39 However, it was suggested by the Plaintiffs that there had been a waiver on the part of the Defendants of their right to object to the adoption of the Report on the ground of lack of procedural fairness. In rejecting that suggestion I would refer to the e-mail of 20 June 2006 from Mr Vouroudis to Mr Fairbairn, which is clear evidence against the existence of any such waiver.
40 The foregoing submissions regarding both perceived bias and actual bias on the part of the Referee were relied upon by the Defendants as being relevant to their resistance to the assertion by the Plaintiffs that the Defendants had waived their right to complain about a lack of procedural fairness on the part of the Referee. I am in agreement with that submission on the part of the Defendants.
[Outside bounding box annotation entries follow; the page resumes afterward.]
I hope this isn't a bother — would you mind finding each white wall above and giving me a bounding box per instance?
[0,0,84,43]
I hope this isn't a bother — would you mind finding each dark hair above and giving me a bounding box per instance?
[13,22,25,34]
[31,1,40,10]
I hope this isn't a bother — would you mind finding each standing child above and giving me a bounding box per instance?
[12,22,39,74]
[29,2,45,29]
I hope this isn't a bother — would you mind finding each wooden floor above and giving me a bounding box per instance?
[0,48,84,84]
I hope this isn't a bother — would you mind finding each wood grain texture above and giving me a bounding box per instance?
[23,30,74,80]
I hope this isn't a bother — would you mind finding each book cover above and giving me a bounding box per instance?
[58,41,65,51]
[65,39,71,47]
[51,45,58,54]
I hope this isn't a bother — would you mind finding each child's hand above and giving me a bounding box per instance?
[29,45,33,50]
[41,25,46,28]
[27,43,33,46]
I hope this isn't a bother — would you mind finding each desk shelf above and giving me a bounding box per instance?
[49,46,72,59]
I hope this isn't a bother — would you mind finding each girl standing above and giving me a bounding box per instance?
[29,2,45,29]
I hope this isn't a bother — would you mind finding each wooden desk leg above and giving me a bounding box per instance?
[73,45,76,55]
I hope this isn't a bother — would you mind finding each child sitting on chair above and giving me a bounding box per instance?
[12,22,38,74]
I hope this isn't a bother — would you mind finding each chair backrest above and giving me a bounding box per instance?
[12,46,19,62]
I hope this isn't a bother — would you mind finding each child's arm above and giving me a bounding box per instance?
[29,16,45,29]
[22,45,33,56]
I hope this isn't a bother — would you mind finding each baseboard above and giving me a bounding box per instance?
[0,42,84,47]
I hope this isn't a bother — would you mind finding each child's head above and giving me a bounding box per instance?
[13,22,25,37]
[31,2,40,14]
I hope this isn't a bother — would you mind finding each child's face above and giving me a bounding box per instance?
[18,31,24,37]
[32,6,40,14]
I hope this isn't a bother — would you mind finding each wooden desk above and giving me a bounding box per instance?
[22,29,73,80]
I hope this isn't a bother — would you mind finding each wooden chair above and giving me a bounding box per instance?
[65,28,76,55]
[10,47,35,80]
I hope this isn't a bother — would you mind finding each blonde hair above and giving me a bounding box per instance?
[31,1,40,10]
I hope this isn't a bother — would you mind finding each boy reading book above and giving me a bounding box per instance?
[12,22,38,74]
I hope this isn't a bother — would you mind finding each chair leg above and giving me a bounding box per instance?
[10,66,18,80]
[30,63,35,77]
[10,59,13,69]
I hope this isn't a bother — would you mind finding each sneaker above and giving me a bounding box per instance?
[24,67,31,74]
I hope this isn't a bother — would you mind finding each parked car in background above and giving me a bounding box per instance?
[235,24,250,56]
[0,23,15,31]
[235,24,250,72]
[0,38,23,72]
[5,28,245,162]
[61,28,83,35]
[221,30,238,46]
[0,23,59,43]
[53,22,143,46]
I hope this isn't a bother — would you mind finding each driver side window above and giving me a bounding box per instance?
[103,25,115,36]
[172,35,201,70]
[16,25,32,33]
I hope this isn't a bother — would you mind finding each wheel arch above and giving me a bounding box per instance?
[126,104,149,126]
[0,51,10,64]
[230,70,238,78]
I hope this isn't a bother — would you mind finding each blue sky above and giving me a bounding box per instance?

41 I am satisfied that the Defendants have been denied procedural fairness by the Referee on account of the foregoing communications which passed between the Referee and the solicitors for the Plaintiffs. I am satisfied that those communications constituted perceived bias on the part of the Referee. Further, I am satisfied that there is strong evidence supporting the inference of actual bias on the part of the Referee, grounded upon his e-mail of 26 May 2006. In this regard, I consider the following passages from the decision of the High Court in Re JRL; Ex Parte CJL, supra, to be relevant. Gibbs CJ said, at 346,
It is a fundamental principle that a judge must not hear evidence or receive representations from one side behind the back of the other, see Kanda v Government of Malaya [1962] AC 322 at 337.